The Sheriff Catches a Bride (26 page)

Read The Sheriff Catches a Bride Online

Authors: Cora Seton

Tags: #Romance, #Cowboys, #Contemporary, #Adult

“What if those men have been in touch with people back in Afghanistan? Do you really believe there aren’t any pictures of this girl anywhere? All it takes is a text or e-mail and they’ll know exactly who she is. The Taliban don’t just let people go—certainly not some woman who knows details about their operations in this country. Are you forgetting 9-11? These people are not stupid.”

The women exchanged another look.

“It doesn’t matter,” Autumn said, her eyes wide with concern. “In any case, we can’t tell you where they are.”

“Why not?” he thundered.

“Because we don’t know.”

Rose surged awake
when someone gripped her wrist.

“Someone’s outside,” Fila whispered in her ear. “I just heard a car door slam.”
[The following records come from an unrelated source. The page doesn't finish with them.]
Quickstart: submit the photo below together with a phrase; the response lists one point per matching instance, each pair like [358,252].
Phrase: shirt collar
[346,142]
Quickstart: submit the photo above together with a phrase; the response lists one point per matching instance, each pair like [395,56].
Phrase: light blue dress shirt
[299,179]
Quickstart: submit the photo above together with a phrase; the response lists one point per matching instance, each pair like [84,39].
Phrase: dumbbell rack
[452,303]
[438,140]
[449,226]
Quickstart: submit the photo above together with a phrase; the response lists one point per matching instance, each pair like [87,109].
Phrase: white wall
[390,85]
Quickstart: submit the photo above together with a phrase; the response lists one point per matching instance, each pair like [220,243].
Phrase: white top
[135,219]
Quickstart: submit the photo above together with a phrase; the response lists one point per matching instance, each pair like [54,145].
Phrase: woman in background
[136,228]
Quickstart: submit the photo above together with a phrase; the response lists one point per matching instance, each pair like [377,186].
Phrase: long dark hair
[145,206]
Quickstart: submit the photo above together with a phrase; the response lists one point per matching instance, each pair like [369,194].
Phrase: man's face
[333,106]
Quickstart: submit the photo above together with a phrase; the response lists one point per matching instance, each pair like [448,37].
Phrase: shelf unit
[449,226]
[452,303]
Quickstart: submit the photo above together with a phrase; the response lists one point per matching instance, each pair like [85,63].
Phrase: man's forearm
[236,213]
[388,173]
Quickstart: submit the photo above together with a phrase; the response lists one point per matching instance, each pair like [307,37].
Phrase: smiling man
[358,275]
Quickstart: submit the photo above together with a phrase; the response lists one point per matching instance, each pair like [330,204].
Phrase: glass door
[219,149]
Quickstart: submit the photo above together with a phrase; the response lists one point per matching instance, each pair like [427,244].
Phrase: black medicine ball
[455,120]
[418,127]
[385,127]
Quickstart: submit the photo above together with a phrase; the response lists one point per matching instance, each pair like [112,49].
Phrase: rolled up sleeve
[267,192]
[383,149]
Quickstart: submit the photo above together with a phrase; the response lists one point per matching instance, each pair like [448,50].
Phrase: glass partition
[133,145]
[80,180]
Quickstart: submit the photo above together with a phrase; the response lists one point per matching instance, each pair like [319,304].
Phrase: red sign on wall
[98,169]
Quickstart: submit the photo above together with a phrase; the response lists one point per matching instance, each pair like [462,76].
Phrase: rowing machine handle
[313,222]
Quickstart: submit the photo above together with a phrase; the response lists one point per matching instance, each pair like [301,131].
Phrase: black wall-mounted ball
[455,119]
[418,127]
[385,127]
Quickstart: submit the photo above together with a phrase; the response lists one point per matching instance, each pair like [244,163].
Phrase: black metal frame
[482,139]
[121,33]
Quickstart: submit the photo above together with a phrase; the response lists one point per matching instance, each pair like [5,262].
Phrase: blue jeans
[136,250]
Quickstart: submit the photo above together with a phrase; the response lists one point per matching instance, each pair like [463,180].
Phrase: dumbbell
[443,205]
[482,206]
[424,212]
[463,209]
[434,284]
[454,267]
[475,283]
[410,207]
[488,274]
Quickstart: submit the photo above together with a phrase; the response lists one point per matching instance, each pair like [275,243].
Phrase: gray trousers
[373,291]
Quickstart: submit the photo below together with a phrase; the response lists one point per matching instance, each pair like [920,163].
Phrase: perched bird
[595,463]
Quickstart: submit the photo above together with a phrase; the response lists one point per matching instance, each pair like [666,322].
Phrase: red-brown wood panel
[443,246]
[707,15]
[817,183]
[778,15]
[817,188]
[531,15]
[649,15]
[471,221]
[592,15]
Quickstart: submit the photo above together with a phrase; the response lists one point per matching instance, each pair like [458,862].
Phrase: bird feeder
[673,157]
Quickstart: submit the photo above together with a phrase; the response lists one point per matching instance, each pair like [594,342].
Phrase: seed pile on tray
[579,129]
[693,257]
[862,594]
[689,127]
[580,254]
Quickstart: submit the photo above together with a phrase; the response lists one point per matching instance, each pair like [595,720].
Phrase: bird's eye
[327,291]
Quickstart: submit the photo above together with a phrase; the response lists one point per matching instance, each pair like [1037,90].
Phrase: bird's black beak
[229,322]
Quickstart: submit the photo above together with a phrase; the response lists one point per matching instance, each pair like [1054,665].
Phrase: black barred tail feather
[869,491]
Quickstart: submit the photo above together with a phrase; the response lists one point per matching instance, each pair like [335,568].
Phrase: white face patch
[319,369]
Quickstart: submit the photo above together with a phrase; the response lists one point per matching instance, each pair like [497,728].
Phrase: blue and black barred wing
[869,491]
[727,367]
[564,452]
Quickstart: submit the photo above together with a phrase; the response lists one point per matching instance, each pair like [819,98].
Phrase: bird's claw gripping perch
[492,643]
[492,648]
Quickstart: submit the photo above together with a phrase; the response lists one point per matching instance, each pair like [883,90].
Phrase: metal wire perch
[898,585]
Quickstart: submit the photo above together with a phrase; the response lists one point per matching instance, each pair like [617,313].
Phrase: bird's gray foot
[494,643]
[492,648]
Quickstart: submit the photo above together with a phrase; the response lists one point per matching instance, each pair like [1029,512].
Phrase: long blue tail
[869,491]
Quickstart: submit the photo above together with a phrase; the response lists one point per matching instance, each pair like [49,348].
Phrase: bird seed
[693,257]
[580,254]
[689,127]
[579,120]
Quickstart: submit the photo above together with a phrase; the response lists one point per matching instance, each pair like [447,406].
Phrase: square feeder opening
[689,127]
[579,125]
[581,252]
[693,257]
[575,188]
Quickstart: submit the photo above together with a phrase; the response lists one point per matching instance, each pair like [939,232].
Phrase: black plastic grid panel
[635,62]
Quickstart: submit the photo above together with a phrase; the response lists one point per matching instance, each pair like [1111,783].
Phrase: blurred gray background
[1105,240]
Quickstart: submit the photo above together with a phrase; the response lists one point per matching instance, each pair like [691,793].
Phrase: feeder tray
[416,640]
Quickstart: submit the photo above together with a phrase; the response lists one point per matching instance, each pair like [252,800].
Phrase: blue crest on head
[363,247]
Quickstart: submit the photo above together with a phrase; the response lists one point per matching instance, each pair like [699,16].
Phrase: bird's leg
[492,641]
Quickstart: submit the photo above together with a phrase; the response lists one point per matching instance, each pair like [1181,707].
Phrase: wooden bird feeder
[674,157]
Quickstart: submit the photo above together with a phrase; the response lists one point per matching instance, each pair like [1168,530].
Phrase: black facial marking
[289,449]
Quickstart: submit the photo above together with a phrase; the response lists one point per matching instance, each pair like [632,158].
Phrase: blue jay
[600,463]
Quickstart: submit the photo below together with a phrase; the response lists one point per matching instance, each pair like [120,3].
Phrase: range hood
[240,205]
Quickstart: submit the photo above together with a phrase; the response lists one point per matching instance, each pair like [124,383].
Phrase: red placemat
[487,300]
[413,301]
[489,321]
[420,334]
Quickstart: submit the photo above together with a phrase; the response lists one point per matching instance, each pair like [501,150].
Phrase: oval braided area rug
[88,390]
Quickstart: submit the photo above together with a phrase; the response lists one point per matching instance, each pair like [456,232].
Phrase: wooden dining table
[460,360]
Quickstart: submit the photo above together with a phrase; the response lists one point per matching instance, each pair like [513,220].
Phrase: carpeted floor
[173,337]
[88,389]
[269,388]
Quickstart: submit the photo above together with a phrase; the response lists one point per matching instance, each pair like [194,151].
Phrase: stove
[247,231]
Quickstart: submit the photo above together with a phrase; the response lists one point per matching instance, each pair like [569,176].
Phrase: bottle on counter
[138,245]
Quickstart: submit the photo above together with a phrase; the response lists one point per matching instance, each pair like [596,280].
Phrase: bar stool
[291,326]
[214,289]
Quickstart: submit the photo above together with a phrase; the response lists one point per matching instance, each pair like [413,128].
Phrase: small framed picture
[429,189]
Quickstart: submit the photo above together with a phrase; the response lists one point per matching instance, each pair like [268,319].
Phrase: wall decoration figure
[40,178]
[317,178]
She stilled and listened. At first all was quiet, but then she heard a strange metallic creak, like a heavy door being opened. There was a clunk as something hit the ground and all was still again.

She knew that sound. She’d heard it a dozen times, although she couldn’t place it right away. It brought to mind ranches—Ethan and Rob and Jamie on their horses…“That was the tailgate of a horse trailer,” Rose whispered.

Could it be Hannah, delivering her mystery horse in the middle of the night? She climbed carefully to her knees and peered out the main window. Fila joined her there.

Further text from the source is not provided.